Recently celebrated in a major retrospective at the California African American Museum, Barnes grew up in Durham, North Carolina during the Jim Crow era. Although he loved art, segregation laws prohibited him from entering the city’s museums. Instead, he pursued his interest through books and, by the time he entered school, he was familiar with artists ranging from Michelangelo to Delacroix and Toulouse-Lautrec. Barnes later attended North Carolina Central University, where he studied art, and continued to pursue painting after embarking a successful career as a footballer. When an injury in 1965 put an end to his sporting days, Barnes turned to art full time, and—with the support of Sonny Werblin, the owner of the New York Jets—opened a sell-out debut exhibition in 1966. By the time of Main Street Pool Hall, Barnes was producing works that would come to define his oeuvre. The Sugar Shack’s sister painting, also created in 1976, became a cultural icon, featuring on the cover of Marvin Gaye’s fourteenth studio album I Want You and subsequently for four years as the backdrop for the credits in the pioneering 1970s African American sitcom Good Times. Other musicians, from The Crusaders to B. B. King, would also feature Barnes’ artworks on their records.
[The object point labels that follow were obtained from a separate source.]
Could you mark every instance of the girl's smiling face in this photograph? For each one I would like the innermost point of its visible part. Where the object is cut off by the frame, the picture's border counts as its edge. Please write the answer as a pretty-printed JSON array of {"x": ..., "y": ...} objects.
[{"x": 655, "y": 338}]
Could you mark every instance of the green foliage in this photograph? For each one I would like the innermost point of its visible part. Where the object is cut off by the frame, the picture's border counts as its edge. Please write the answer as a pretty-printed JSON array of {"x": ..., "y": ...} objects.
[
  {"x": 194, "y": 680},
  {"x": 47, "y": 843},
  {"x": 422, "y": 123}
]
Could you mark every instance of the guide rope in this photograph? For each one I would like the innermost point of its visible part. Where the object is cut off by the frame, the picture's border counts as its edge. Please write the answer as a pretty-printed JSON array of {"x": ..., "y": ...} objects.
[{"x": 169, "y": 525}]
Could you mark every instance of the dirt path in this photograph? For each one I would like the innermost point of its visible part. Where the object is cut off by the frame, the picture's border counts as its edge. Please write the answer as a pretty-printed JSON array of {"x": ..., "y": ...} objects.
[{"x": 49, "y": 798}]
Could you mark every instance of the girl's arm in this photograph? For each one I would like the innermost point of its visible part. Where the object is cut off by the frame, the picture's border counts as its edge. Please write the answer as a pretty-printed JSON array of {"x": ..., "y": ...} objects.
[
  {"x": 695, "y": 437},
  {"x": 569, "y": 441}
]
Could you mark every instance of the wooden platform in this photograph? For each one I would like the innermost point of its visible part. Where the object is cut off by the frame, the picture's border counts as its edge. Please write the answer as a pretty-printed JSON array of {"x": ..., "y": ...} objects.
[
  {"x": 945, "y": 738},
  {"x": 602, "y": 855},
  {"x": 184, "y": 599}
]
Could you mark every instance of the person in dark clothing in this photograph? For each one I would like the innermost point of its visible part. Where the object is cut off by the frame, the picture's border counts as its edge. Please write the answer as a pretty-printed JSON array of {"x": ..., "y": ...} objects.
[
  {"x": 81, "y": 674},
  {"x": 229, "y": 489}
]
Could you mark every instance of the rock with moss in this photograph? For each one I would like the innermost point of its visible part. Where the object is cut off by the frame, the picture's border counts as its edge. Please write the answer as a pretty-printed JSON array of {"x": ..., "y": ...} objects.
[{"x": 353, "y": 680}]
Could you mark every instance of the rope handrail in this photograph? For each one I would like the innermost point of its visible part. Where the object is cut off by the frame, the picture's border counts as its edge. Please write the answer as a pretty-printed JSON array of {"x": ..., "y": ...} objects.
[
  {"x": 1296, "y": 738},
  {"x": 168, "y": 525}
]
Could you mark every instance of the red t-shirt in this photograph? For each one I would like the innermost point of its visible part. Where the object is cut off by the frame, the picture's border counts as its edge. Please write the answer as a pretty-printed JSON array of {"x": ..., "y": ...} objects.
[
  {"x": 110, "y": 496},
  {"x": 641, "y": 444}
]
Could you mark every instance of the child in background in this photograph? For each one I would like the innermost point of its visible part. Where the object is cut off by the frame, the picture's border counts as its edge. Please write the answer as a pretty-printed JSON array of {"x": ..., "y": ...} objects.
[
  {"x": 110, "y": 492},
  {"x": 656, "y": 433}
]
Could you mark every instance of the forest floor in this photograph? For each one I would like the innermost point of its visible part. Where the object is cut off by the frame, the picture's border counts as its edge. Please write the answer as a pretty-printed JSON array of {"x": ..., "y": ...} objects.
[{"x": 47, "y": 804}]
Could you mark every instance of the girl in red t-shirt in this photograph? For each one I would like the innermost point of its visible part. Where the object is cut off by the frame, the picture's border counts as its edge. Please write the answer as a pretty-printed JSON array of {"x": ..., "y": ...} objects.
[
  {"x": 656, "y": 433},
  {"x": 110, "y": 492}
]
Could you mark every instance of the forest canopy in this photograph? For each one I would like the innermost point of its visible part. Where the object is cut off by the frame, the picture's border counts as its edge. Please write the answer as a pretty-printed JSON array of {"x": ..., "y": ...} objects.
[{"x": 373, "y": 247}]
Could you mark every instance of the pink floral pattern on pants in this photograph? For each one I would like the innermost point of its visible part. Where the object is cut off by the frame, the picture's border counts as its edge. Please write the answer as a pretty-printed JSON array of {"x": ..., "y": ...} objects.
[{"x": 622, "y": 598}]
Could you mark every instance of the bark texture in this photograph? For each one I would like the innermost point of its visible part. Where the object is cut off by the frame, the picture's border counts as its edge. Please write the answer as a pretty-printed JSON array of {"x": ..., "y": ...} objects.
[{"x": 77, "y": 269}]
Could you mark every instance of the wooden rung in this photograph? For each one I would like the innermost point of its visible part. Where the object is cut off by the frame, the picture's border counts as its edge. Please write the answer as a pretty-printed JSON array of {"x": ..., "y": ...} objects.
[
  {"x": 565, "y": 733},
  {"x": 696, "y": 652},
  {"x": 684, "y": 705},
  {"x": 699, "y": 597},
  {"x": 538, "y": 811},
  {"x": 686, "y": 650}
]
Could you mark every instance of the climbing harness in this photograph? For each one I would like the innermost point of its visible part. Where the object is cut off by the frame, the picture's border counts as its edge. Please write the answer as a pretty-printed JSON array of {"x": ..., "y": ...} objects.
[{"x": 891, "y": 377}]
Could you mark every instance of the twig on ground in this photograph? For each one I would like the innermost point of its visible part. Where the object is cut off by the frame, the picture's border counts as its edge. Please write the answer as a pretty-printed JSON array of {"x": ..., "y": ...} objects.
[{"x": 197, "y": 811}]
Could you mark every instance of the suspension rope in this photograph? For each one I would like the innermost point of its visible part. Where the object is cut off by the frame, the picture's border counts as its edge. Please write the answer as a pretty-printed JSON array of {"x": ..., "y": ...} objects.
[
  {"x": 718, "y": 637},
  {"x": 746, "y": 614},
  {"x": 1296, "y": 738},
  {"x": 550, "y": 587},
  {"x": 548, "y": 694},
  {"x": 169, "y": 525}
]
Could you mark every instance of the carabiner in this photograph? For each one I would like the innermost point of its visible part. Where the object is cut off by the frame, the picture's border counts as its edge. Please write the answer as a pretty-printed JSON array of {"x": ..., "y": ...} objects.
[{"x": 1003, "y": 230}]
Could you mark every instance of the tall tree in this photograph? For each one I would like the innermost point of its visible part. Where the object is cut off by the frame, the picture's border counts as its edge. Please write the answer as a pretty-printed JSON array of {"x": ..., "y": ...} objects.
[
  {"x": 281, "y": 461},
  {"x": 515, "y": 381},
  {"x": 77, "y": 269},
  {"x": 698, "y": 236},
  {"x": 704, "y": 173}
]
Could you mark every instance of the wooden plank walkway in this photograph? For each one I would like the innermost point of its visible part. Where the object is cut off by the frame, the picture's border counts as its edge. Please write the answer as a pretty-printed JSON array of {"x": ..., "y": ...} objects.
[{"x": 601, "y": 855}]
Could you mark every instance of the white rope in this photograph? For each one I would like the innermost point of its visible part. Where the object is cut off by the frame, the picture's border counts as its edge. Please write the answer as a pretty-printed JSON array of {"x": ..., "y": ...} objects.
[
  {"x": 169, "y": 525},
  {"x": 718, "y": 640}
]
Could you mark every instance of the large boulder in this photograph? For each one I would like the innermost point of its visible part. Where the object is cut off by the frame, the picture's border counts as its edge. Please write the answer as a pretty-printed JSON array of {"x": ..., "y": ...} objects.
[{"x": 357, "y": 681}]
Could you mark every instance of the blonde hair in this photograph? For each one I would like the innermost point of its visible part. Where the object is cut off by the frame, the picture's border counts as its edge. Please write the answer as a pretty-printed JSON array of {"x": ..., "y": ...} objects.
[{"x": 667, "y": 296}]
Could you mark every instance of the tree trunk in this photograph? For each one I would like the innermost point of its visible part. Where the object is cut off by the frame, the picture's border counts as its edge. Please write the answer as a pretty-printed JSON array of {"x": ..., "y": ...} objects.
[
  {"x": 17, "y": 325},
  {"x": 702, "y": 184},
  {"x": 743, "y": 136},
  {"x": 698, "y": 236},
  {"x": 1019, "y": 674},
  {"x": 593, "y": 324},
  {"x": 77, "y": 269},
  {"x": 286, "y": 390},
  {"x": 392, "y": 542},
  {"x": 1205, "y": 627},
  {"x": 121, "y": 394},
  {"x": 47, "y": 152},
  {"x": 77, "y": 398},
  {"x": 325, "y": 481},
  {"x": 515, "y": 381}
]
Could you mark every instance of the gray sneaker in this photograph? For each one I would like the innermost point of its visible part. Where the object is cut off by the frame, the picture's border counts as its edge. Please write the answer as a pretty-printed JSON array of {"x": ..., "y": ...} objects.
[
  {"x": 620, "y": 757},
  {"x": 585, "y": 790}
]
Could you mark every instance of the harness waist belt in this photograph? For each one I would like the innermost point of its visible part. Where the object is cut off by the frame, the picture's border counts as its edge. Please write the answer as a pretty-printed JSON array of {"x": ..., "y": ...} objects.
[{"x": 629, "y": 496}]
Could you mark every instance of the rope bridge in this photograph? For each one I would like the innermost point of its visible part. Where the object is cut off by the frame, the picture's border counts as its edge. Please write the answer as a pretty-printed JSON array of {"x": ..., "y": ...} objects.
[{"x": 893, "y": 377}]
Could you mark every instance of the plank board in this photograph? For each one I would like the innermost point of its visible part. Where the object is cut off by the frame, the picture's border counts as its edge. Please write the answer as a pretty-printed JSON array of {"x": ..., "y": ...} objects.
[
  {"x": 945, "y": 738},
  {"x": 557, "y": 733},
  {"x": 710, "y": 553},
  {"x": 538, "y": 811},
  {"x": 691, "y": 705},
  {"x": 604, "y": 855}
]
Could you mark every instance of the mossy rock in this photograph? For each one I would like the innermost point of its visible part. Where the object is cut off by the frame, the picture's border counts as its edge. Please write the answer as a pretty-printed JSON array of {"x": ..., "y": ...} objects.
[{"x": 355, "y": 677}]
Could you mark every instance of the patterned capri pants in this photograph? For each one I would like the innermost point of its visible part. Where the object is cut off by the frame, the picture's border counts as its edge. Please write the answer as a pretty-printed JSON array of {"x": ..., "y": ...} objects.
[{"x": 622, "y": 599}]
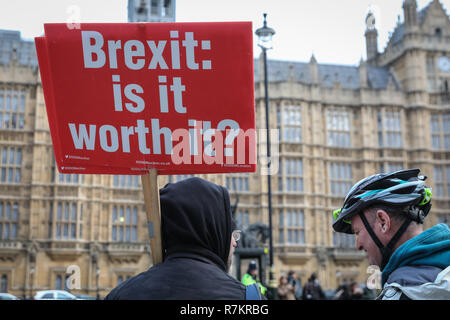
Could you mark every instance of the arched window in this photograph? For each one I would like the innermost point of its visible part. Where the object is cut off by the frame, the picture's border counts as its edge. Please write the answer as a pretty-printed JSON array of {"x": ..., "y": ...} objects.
[{"x": 4, "y": 283}]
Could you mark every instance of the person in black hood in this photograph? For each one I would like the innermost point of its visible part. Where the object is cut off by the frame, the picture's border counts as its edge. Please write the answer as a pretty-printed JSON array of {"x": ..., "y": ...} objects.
[{"x": 198, "y": 244}]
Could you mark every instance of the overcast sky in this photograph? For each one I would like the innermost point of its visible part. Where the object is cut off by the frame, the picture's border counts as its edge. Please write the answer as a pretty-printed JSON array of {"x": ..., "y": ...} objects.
[{"x": 331, "y": 29}]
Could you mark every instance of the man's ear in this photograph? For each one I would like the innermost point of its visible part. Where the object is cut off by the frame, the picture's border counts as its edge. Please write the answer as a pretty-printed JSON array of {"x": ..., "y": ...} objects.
[{"x": 383, "y": 221}]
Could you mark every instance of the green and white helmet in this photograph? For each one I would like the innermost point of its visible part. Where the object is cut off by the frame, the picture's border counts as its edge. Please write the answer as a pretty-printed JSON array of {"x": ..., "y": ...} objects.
[{"x": 403, "y": 189}]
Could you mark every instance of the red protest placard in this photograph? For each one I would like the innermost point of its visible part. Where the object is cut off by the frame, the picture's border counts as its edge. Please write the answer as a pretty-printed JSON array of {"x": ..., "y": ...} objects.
[{"x": 125, "y": 98}]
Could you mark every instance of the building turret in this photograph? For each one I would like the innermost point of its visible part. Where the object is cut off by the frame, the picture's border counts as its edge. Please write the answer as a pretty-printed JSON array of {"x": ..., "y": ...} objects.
[
  {"x": 371, "y": 35},
  {"x": 410, "y": 13}
]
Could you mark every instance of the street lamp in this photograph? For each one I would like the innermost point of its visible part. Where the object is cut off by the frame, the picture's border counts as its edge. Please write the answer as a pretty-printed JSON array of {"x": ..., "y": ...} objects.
[{"x": 265, "y": 42}]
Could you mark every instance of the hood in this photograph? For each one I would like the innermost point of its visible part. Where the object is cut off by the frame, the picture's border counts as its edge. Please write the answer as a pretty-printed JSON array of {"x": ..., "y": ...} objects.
[
  {"x": 430, "y": 248},
  {"x": 196, "y": 219}
]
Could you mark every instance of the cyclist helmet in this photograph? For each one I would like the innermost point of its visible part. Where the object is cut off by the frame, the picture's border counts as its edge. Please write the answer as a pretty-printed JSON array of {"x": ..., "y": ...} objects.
[{"x": 403, "y": 189}]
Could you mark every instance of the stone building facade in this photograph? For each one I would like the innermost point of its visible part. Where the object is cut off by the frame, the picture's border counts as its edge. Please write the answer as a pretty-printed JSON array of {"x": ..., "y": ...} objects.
[{"x": 337, "y": 124}]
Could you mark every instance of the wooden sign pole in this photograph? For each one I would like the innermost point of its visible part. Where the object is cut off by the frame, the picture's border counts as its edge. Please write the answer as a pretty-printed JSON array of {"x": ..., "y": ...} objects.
[{"x": 153, "y": 210}]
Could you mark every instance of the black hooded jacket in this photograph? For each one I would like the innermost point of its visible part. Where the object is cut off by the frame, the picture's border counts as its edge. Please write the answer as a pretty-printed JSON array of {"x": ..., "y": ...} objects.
[{"x": 196, "y": 235}]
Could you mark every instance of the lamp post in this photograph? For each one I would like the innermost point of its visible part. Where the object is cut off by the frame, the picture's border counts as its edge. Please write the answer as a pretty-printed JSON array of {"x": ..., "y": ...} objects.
[{"x": 265, "y": 43}]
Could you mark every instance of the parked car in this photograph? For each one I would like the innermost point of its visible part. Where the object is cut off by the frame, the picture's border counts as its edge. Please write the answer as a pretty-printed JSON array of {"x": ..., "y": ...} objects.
[
  {"x": 85, "y": 297},
  {"x": 8, "y": 296},
  {"x": 54, "y": 295}
]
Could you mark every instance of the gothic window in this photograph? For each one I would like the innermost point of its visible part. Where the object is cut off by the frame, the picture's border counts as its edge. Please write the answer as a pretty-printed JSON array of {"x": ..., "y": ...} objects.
[
  {"x": 338, "y": 128},
  {"x": 124, "y": 223},
  {"x": 70, "y": 178},
  {"x": 12, "y": 109},
  {"x": 68, "y": 222},
  {"x": 243, "y": 219},
  {"x": 238, "y": 182},
  {"x": 4, "y": 284},
  {"x": 9, "y": 219},
  {"x": 126, "y": 181},
  {"x": 390, "y": 167},
  {"x": 11, "y": 165},
  {"x": 292, "y": 175},
  {"x": 340, "y": 175},
  {"x": 389, "y": 129},
  {"x": 291, "y": 227},
  {"x": 440, "y": 131},
  {"x": 292, "y": 121}
]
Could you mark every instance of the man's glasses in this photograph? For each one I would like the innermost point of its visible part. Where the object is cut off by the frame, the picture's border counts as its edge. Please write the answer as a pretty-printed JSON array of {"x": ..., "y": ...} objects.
[{"x": 236, "y": 235}]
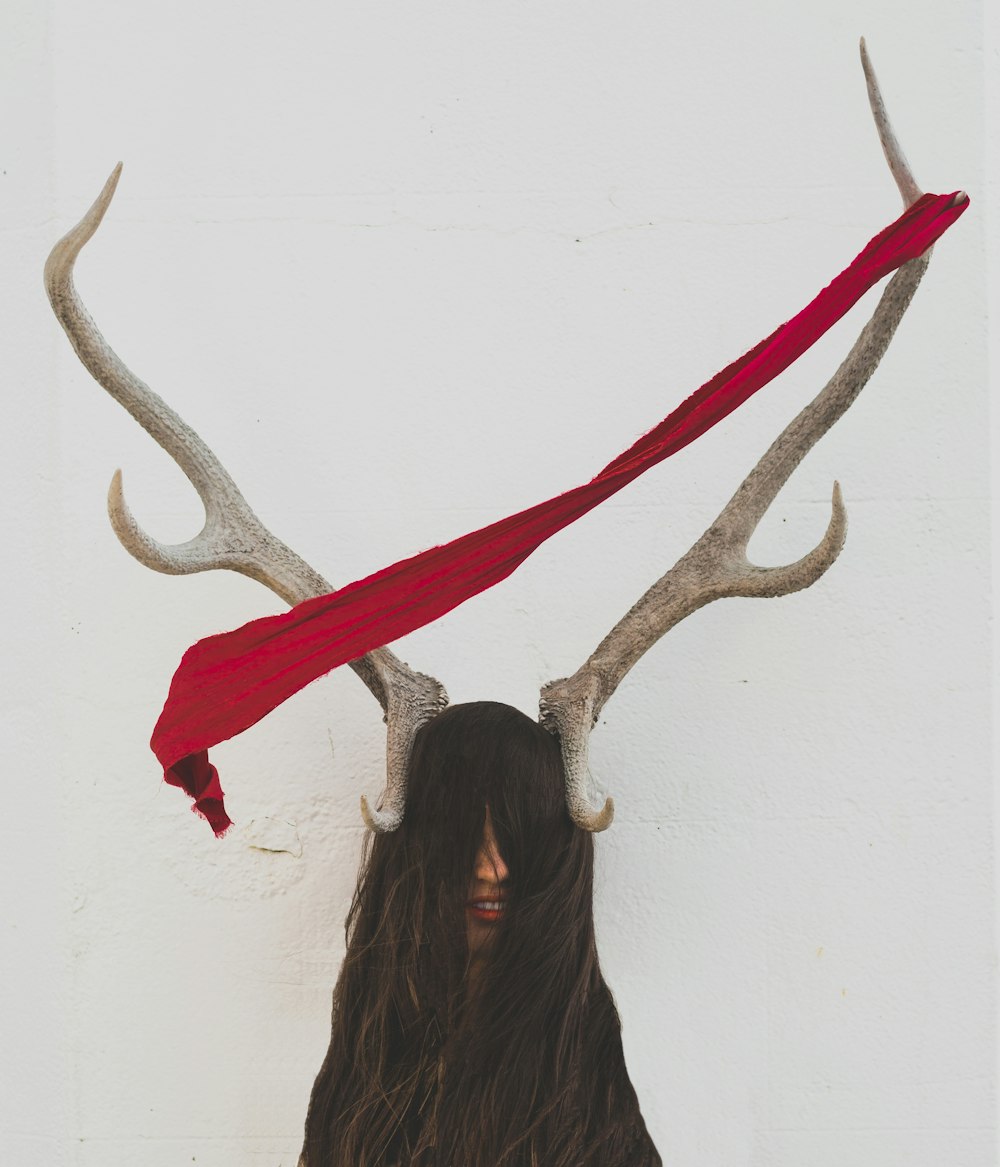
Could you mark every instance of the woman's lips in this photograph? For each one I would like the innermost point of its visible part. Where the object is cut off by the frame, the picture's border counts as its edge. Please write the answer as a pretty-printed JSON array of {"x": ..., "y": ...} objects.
[{"x": 488, "y": 910}]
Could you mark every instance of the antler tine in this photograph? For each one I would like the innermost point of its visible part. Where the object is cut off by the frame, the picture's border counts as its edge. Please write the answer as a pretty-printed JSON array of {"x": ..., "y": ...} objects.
[
  {"x": 232, "y": 536},
  {"x": 717, "y": 565},
  {"x": 909, "y": 190}
]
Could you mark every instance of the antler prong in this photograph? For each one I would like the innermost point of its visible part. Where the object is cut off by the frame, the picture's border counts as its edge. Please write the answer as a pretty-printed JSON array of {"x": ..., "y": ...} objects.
[
  {"x": 899, "y": 166},
  {"x": 232, "y": 536},
  {"x": 717, "y": 565}
]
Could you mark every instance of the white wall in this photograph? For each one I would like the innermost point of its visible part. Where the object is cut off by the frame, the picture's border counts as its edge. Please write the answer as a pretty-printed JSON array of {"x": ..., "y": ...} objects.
[{"x": 410, "y": 267}]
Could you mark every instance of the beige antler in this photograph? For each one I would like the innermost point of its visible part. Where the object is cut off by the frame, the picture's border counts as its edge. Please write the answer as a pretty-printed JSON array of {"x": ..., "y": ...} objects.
[
  {"x": 232, "y": 536},
  {"x": 717, "y": 565}
]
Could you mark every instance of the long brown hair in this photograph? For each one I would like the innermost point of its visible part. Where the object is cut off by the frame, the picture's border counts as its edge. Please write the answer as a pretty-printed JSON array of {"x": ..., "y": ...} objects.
[{"x": 525, "y": 1069}]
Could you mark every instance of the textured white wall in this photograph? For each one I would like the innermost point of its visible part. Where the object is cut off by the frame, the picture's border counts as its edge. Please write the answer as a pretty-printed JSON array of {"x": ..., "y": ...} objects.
[{"x": 410, "y": 267}]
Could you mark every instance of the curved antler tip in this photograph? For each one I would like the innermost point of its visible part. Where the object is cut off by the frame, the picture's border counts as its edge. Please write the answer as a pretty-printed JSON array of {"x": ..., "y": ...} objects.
[
  {"x": 380, "y": 822},
  {"x": 595, "y": 819}
]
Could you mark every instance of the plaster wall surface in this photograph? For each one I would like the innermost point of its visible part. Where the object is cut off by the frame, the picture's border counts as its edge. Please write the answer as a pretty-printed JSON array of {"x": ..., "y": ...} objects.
[{"x": 408, "y": 268}]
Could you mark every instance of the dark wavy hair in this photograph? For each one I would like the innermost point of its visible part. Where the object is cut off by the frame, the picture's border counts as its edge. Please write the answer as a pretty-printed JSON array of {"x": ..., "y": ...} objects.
[{"x": 522, "y": 1067}]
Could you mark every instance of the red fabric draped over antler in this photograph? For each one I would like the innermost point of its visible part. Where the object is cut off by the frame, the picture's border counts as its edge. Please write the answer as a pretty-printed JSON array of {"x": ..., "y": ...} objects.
[{"x": 226, "y": 683}]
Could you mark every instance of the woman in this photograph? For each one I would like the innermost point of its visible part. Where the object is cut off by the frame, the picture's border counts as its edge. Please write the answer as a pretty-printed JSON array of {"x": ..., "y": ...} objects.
[{"x": 471, "y": 1025}]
The present work captures the crucial shift that took place in Barnes’ practice after he moved to Los Angeles in the early 1970s. Living in the Fairfax District, a predominantly Jewish neighbourhood, prompted him to reflect upon ideas about community—particularly in relation to his own upbringing. ‘Fairfax enlivened me to everyday life themes,’ he explained, ‘and forced me to look at my life—the way I had grown up, the customs within my community versus the customs in the Jewish community. Theirs were documented, ours were not. Because we were so clueless that our own culture had value and because of the phrase “Black is Beautiful” had just come into fashion, Black people were just starting to appreciate themselves as a people’ (E. Barnes, quoted at In 1972, in response to this realisation, Barnes launched an exhibition of 35 paintings entitled Beauty of the Ghetto, which toured museums across America for the next seven years. His depictions of pool players and dance halls take their place within this context, capturing moments of quotidian congregation imbued with complex layers of narrative and emotion. Interestingly, the posters depicted on the wall of the present work contain nods to Barnes' own autobiography, including the name of his alma mater Hillside High, as well as a tribute to Danny Arnold himself.

Barnes frequently took sports as his subject, painting everything from hockey and gymnastics to basketball and boxing: in 1984 he became the official Sports Artist of the Olympic Games in Los Angeles. While his depictions of pool halls certainly relate to this strand of his practice, the present work is more specifically a social study. Although ostensibly underpinned by a spectator-participant dynamic, a deeper political commentary simmers below its surface, revealing the enduring influence of the Jim Crow era on the artist. Isolated and hidden from view, his pool players disclose much about the nature of exclusion, autonomy and community. Many have their backs turned to the viewer; others are obscured by the screen of rising smoke. For Barnes, this lack of visibility was intentional: ‘I feel that we are blind to one another’s humanity’, he said (E. Barnes, interview with CNN, 1990). Here, collectively poised on the knife-edge between triumph and loss, the figures quietly harbour a story with more to be told.